La balance (no 11 a) est sous la cage de contention et le moniteur, dans le cabanon (no 12).

Si l’opération est bien planifiée, le bison ne passera pas plus d’une minute dans la squeeze (no 11).

 

Cabanon (no 12)

Le cabanon (no 12) inclut une porte, deux fenêtres, ainsi qu’un tiroir sous chacune de ces dernières, lesquelles s’ouvrent autant de l’extérieur que de l’intérieur. Cette disposition permet de transférer les seringues, tags, produits, etc., sans être obligé d’entrer ou de sortir. Le cabanon doit être approvisionné en électricité, pour le chauffage, l’éclairage, l’Internet, etc. Il se situe dans le Working Alley (no 19) à une dizaine de pieds de la cage de contention (no 11).
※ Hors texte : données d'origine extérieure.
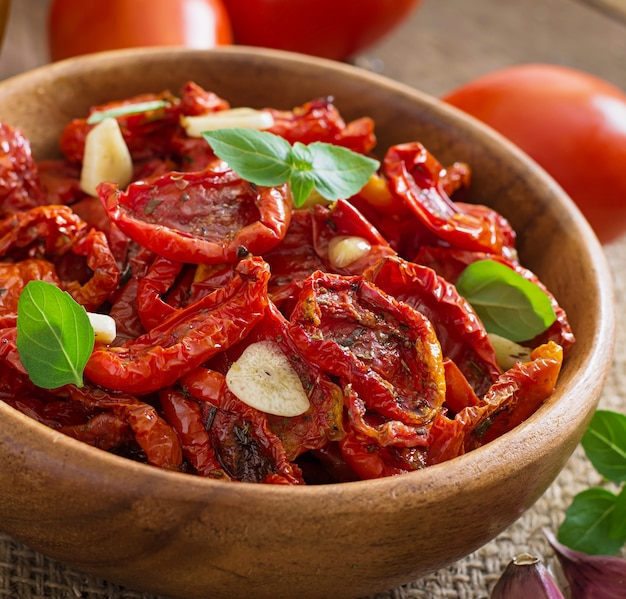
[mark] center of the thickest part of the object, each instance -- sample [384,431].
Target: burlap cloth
[444,44]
Centre de tri (no 13) – Parcs de retour (no 14)

À la sortie de la squeeze (no 11), le bison se dirigera vers le centre de tri (no 13). C’est à cet endroit que l’on décidera où le diriger : soit dans l’un des parcs de retour (no 14) (minimum 4 parcs de retour), soit directement au pâturage (no 1) et/ou enfin, au chargement (no 16).

 

Abreuvoir (no 15) – Feeder de foin, de sels et de minéraux (no 18)
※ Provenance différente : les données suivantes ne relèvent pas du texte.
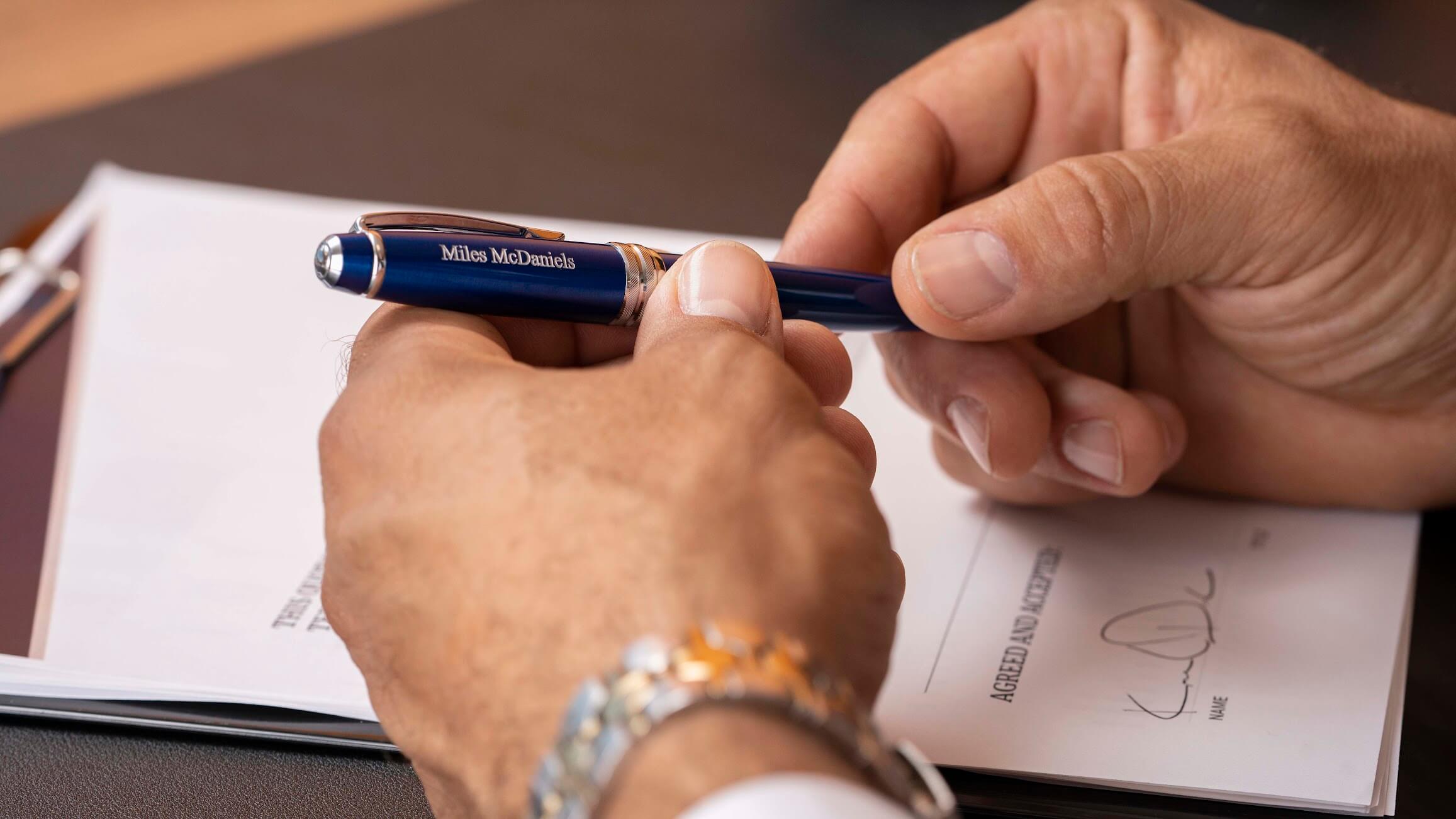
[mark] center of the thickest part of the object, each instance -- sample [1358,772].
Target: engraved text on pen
[506,257]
Chacun des parcs de rassemblement et de retour (nos 3 et 14) est muni d’un abreuvoir chauffant (no 15) pour les régions nordiques, lequel dessert deux parcs à la fois. Chacun de ces parcs est également équipé d’un feeder à foin, de sels et minéraux.

 

Rampe de chargement ajustable (no 16)

 

La montée pour les camions ou remorques est ajustable (no 16) en hauteur. Les portes d’accès au corral (no 16 a), pour le camion, seront fermées avant le début du chargement. Ainsi, advenant qu’un bison s’échappe, il resterait quand même à l’intérieur du corral.

 

Corridor périphérique (no 17)

Ce corridor permet aux bisons, peu importe le pâturage d’où ils proviennent, de se diriger obligatoirement vers l’entrée du Key Stone Alley (no 2) par lequel il passe pour s’introduire dans les parcs de rassemblement (no 3).
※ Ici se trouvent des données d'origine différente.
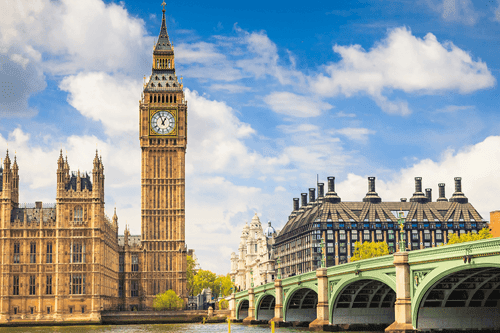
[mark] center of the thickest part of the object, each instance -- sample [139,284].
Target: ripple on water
[149,328]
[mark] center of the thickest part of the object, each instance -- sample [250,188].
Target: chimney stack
[312,195]
[304,199]
[418,196]
[331,196]
[458,196]
[442,196]
[428,194]
[321,191]
[331,184]
[371,196]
De plus, ce corridor permet au propriétaire d’y circuler pour aller nourrir les bisons et nettoyer les espaces après leur passage. Ce corridor devra avoir un minimum de 32 pieds de large.

 

Working Alley (no 19)

 

Le Working Alley (no 19) est un endroit sécuritaire pour les travailleurs, où tous les accessoires demeurent à portée de mains sans jamais être en contact avec les animaux.

 

 

Porte communicante d’un parc à l’autre (no 20)

Chaque parc est doté d’une porte qui communique avec le parc attenant.

 

Chacune des composantes énumérées est aussi nécessaire pour le bison que pour vous.

Il n’est jamais requis de pousser les bisons avec quelque machinerie que ce soit. Ces bêtes se sont créé une habitude, qui nous sera utile pour la vie.

Espérant que cet article vous sera utile pour le futur.